JUNEAU, Alaska (AP) — A proposal to split the Alaska Department of Health and Social Services into two organizations has been criticized by health care workers, social service organizations and tribal governments.

Republican Gov. Mike Dunleavy announced the reorganization plan Dec. 22, saying the department had become too large and its administration too burdensome to operate as a single entity, the Juneau Empire reported Thursday.

Dunleavy issued an executive order to establish the Department of Health and the Department of Family and Community Services.

The order will be submitted in the legislative session that starts Jan. 19. The order must be approved by a majority vote in a joint session of the Legislature to go into effect.

Richard Chalyee Eesh Peterson, president of Central Council of the Tlingit and Haida Indian Tribes of Alaska, expressed concern the reorganization would complicate providing services for child welfare programs, particularly because the majority of children under state care are Alaska Native.

During testimony Wednesday to the state House Health and Social Services Committee, Peterson said Tlingit and Haida traditionally partnered with the state in social services administration.


“It is hard to discuss the bifurcation of DHSS without talking about negative impacts,” Peterson said.

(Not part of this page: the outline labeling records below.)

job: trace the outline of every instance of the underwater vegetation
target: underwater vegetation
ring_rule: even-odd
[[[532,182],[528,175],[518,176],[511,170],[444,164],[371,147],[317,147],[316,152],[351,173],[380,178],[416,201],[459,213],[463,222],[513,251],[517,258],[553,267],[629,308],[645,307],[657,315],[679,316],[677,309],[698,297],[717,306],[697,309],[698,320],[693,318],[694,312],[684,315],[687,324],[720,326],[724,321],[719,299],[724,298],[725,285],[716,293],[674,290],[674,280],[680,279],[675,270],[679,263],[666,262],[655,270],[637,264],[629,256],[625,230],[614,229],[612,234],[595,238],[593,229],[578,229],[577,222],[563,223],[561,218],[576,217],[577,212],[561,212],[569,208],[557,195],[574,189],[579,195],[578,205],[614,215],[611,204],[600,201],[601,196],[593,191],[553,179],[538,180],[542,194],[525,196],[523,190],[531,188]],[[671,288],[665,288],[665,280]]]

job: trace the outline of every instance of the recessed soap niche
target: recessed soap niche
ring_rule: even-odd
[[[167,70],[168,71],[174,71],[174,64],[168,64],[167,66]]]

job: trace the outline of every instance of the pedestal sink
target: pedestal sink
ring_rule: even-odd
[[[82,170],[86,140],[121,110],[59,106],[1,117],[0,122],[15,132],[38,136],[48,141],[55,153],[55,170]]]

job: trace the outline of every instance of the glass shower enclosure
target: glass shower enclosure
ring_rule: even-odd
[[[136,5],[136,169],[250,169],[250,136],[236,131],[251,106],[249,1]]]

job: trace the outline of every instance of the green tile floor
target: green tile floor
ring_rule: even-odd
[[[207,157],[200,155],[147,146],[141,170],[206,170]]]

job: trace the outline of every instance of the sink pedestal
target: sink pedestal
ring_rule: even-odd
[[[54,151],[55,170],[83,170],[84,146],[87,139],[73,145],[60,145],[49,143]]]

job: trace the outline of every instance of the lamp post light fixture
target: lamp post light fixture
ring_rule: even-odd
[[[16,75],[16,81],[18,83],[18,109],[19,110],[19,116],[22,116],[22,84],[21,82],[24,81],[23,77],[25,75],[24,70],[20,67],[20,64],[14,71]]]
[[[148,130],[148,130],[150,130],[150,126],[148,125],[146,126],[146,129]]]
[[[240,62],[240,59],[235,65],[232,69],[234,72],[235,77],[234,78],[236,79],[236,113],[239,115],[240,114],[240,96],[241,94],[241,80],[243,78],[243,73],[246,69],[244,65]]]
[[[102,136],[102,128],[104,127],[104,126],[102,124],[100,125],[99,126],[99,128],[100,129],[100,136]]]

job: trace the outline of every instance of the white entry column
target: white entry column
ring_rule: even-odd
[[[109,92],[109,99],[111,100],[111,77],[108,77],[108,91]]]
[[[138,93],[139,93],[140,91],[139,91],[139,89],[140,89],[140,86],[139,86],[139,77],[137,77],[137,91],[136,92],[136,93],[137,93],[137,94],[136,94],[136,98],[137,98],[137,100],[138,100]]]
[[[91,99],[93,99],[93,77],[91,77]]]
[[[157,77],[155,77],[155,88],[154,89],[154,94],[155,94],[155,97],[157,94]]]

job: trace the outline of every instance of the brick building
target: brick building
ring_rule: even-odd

The state and certain tribal governments reached a 2017 agreement to work together toward better child welfare programs, but Peterson said there was no outreach from the state to Tlingit and Haida, which represents about 32,000 tribal citizens.

Health department spokesperson Clinton Bennett said in an email Wednesday that the reorganization plan fulfills the conditions of the 2017 agreement.

“There is no substantive change or impact to the compact with the departmental split,” Bennett said. “Other than changing the name of DHSS to the correct corresponding new Department names, all rights and responsibilities as outlined in the Compact remain unchanged.”

The department consulted stakeholder groups and will continue to do so, Bennett said.

Tanana Chiefs Conference Chairman P.J. Simon said the organization was willing to work with the administration on an alternative to reduce bureaucracy, but the current proposal would negatively affect social services.


The proposed split would produce “worse outcomes than the status quo,” Simon said.

Lynn Biggs of Casey Family Foundation, who also testified Wednesday, said several states tried reorganizing departments as a way of producing better social service outcomes.

But research showed every model of providing social services comes with pros and cons, and better outcomes are more often produced by greater levels of collaboration, Biggs said.